接觸到她的視線,他的目光瞬間變得溫柔,唐小詩一瞬間覺得很熟悉,慢慢回想起,這種溫柔含情的目光是當年他與姚苕剛成親的時候的目光。後來溫柔漸漸淡了,目光再也沒有深情款款,逐漸趨于平常,慢慢冰冷。
她心中幾分感慨,曾經他與姚苕也是相敬如賓的一對佳人,最後卻變成了怨偶,再深的感情也經不起一次次地摧殘。不懂得珍惜,必然會失去。
将放妻書慢慢的折起來,阿蘭捧來一個小木盒,她将絹帛放進去。
事情已畢,兩家人沒有任何可談,一方要走一方不留。
唐小詩攙扶姚母随着姚家人踏出武宅大門,上了馬車。姚明府和兩位郎君上馬後正準備啓程,武奉忽然沖出宅門,奔到馬車邊。
“苕兒,我還有些話想與你說。”三分低聲下氣。
唐小詩朝車窗外看了眼,他目光乞求,受傷的手抓着車窗上,再次喚了聲:“苕兒。”
她猶豫了下,最後冷淡道:“我不想聽了。”放下簾子,吩咐車夫趕車。
姚家的車馬緩緩地從武宅門前離去,武奉愣站在原處許久,直到車馬轉角不見,他還直直地站着、望着。

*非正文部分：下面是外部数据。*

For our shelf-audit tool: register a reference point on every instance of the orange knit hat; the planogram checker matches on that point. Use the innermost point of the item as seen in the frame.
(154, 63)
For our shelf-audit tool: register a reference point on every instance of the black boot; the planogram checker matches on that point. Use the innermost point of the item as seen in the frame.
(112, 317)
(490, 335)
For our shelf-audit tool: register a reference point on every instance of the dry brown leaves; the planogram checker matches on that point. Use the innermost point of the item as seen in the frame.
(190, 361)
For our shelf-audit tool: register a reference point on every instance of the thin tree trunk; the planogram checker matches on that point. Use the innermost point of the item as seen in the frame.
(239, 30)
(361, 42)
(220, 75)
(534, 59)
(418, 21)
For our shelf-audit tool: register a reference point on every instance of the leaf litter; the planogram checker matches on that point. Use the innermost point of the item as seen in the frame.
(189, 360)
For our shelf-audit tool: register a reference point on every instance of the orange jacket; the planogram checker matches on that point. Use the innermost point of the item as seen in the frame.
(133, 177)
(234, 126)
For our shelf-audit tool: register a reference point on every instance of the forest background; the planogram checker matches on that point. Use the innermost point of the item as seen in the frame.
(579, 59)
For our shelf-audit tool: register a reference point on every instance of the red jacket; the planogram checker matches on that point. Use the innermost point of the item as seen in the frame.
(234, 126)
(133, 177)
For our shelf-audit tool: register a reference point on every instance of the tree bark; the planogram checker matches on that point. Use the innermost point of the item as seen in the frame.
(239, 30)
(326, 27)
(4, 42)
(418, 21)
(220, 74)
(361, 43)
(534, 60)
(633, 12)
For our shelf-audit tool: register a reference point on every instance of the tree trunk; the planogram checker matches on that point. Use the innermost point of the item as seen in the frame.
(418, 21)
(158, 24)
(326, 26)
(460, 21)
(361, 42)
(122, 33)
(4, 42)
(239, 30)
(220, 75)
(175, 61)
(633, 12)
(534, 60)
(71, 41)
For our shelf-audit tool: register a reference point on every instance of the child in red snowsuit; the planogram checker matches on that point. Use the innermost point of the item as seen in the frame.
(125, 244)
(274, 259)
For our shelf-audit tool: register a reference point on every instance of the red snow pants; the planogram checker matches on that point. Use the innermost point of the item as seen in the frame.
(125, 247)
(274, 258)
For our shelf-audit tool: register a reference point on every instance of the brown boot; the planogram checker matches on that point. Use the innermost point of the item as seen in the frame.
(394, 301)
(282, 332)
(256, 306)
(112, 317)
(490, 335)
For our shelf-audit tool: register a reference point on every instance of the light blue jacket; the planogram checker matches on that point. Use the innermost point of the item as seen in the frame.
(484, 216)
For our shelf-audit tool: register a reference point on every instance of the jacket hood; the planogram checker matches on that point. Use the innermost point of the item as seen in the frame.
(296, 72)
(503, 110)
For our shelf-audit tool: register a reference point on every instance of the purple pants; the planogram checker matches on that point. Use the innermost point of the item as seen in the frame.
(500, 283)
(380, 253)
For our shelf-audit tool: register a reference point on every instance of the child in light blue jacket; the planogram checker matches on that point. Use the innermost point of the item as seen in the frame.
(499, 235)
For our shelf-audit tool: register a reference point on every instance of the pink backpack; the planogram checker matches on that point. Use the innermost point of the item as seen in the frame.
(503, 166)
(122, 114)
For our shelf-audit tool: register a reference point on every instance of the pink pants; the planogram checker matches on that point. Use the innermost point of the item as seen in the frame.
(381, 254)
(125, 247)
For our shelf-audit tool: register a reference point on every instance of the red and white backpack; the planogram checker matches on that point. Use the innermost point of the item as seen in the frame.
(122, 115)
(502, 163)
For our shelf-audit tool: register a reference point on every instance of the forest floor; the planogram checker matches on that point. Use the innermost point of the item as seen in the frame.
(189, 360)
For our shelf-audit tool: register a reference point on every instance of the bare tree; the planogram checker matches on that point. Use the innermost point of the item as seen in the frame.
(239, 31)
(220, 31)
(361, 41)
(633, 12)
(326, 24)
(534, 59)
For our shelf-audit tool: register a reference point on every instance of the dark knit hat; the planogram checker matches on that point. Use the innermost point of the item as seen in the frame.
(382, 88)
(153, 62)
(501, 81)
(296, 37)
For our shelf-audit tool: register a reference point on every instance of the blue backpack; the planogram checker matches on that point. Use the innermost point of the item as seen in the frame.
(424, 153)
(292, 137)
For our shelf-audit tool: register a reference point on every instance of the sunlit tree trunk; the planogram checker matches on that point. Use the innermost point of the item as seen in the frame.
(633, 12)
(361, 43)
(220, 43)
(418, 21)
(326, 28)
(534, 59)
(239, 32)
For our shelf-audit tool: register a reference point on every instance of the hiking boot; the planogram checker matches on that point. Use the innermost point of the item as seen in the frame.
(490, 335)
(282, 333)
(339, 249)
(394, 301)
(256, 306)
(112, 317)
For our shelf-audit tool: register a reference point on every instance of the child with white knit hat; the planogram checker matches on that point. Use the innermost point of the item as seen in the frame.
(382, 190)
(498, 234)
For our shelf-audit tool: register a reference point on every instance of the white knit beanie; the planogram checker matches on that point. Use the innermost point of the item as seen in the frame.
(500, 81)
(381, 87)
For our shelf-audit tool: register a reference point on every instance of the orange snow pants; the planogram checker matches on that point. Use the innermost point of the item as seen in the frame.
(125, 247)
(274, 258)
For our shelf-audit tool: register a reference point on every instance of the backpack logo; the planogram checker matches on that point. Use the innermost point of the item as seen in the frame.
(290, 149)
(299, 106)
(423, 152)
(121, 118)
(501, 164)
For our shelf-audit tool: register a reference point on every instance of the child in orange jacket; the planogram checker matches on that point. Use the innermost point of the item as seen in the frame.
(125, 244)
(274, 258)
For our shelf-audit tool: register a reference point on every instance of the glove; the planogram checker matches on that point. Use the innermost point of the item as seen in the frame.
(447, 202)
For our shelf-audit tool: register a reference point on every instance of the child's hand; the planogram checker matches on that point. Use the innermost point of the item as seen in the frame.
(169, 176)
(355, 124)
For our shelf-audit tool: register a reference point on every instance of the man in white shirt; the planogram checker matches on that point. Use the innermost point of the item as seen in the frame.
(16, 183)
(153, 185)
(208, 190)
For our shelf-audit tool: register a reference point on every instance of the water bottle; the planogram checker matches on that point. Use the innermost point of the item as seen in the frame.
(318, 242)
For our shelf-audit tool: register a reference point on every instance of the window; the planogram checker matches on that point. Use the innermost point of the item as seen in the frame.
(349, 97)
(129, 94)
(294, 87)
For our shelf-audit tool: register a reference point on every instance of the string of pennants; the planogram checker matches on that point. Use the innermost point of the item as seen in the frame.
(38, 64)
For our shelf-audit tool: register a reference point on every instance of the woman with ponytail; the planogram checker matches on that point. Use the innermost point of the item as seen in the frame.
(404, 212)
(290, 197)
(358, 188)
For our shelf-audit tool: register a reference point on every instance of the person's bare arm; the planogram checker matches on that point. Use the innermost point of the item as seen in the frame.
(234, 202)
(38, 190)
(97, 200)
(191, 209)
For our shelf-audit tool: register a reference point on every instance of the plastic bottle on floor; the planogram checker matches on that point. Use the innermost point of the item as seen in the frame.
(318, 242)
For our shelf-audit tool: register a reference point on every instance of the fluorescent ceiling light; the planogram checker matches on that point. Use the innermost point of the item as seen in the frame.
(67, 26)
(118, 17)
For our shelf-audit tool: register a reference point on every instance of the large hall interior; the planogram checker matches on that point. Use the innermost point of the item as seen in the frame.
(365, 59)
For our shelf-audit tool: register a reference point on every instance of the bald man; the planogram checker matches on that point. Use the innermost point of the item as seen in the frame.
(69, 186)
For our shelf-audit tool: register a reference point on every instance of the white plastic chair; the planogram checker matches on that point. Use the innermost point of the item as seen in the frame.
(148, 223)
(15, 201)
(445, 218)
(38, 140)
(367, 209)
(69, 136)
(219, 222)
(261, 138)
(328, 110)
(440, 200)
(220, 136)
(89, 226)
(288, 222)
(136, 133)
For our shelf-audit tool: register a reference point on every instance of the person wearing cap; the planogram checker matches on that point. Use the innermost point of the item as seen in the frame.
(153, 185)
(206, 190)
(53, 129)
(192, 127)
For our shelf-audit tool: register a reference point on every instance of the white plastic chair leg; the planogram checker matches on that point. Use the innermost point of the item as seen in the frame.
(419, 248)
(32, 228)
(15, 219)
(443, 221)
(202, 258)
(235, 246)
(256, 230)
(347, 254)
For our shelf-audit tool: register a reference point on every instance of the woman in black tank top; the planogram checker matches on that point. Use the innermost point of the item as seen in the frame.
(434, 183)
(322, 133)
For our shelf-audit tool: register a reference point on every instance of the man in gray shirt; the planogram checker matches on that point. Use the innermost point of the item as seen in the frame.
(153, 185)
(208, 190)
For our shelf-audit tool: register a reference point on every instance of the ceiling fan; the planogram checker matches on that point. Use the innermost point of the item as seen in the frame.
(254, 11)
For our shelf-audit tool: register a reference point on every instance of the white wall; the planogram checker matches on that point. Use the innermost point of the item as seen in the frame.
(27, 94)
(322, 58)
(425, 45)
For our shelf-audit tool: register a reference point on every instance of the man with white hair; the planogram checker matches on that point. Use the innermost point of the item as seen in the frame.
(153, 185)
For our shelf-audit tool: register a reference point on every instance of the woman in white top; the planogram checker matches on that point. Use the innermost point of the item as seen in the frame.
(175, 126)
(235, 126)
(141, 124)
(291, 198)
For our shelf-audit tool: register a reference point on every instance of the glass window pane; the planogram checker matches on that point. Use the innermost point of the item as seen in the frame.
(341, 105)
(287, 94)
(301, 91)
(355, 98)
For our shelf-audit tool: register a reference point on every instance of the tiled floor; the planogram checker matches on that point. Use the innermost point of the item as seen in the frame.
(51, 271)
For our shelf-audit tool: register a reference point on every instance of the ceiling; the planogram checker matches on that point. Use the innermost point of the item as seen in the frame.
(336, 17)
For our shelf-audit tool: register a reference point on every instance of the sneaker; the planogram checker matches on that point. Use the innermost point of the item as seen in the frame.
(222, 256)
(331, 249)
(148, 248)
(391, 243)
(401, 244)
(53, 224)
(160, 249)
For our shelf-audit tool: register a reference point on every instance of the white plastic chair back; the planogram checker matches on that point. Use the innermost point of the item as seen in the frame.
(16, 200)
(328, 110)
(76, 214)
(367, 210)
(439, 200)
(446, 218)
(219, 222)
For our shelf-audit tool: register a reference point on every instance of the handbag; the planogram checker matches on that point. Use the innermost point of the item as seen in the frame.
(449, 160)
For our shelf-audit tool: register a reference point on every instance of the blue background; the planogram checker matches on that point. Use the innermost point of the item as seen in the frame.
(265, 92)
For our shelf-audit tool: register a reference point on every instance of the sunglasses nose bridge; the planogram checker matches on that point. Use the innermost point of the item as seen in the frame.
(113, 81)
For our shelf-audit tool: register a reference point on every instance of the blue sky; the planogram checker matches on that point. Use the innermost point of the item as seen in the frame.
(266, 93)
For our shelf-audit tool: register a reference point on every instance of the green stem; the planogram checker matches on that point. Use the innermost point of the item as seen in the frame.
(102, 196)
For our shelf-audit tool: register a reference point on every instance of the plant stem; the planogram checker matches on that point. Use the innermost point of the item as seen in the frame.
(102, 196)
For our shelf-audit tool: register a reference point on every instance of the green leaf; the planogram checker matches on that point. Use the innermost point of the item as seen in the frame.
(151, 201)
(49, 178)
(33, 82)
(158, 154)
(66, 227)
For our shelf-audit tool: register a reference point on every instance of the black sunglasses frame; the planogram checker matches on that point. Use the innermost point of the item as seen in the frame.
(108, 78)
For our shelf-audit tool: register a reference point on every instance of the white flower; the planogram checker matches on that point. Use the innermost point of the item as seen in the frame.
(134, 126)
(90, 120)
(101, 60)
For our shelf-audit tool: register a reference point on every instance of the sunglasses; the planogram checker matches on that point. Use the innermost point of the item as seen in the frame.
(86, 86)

“苕兒。”他低低喚了聲,身側的拳頭越攥越緊,猛然咳了幾聲,胸口一陣錐痛,身子也弓起。小厮瞧見,立即奔到跟前攙扶:“郎君,回去休息吧。”
他推開小厮,側頭望着武宅的大門,愣站了許久,腦海中想到當年他迎娶姚苕進門時候的場景。
他一步步走進宅門,走回自己的院子,走進當初他們新婚時的喜房,一切都不再是四年前的模樣。
他獨自坐在床邊,望着房間的一切,最後望向身側,此時空空,再無那個一身喜服嬌羞的小娘子。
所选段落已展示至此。